Descending vasa recta pericytes express voltage operated Na⁺ conductance in the rat

Abstract

We studied the properties of a voltage-operated Na⁺ conductance in descending vasa recta (DVR) pericytes isolated from the renal outer medulla. Whole-cell patch-clamp recordings revealed a depolarization-induced, rapidly activating and rapidly inactivating inward current that was abolished by removal of Na⁺ but not Ca⁺ from the extracellular buffer. The Na⁺ current (I_Na) is highly sensitive to tetrodotoxin (TTX, K_d= 2.2 nm). At high concentrations, mibefradil (10 μm) and Ni⁺ (1 mm) blocked I_Na. I_Na was insensitive to nifedipine (10 μm). The L-type Ca⁺ channel activator FPL-64176 induced a slowly activating/inactivating inward current that was abolished by nifedipine. Depolarization to membrane potentials between 0 and 30 mV induced inactivation with a time constant of ∼1 ms.
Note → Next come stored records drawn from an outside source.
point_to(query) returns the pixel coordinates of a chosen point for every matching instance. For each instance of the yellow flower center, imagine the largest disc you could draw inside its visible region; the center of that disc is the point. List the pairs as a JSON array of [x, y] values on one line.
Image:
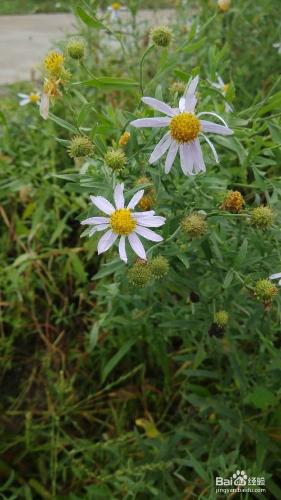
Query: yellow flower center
[[116, 6], [122, 222], [34, 98], [54, 62], [50, 87], [184, 127]]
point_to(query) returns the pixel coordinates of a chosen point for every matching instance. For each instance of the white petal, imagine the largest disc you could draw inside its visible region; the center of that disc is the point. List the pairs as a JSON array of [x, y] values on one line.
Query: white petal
[[213, 114], [98, 227], [159, 106], [160, 148], [118, 196], [186, 158], [190, 99], [122, 249], [148, 234], [198, 161], [106, 241], [212, 148], [44, 106], [137, 245], [141, 215], [214, 128], [151, 122], [154, 221], [171, 156], [102, 204], [136, 198], [95, 220], [275, 276]]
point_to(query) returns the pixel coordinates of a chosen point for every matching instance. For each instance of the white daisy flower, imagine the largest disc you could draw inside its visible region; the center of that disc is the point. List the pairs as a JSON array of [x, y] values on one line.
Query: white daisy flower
[[124, 222], [184, 130], [277, 46], [276, 276], [115, 10], [32, 98], [223, 88]]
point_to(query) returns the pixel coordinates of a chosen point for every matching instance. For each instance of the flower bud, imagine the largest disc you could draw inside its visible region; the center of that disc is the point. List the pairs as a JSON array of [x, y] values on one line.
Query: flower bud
[[161, 36], [159, 267], [53, 64], [221, 318], [194, 225], [233, 202], [115, 159], [262, 217], [265, 291], [177, 88], [80, 146], [124, 139], [76, 48], [139, 274], [224, 5]]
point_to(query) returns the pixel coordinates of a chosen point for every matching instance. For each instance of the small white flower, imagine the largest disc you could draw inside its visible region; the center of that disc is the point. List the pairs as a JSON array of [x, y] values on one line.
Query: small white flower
[[277, 46], [122, 221], [276, 276], [32, 98], [223, 88], [184, 130], [115, 10]]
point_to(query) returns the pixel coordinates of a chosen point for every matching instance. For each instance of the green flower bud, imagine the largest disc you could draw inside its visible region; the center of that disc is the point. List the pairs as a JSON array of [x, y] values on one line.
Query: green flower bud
[[221, 318], [80, 146], [262, 217], [265, 291], [159, 267], [177, 88], [76, 48], [194, 225], [115, 159], [161, 36], [139, 274]]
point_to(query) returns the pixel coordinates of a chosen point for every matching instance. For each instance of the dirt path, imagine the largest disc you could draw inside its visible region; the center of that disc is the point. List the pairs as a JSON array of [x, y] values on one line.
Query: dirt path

Repolarization to membrane potentials between −90 and −120 mV induced recovery from inactivation with a time constant of ∼11 ms. Half-maximal activation and inactivation occurred at −23.9 and −66.1 mV, respectively, with slope factors of 4.8 and 9.5 mV, respectively. The Na⁺ channel activator, veratridine (100 μm), reduced peak inward I_Na and prevented inactivation. We conclude that a TTX-sensitive voltage-operated Na⁺ conductance, with properties similar to that in other smooth muscle cells, is expressed by DVR pericytes.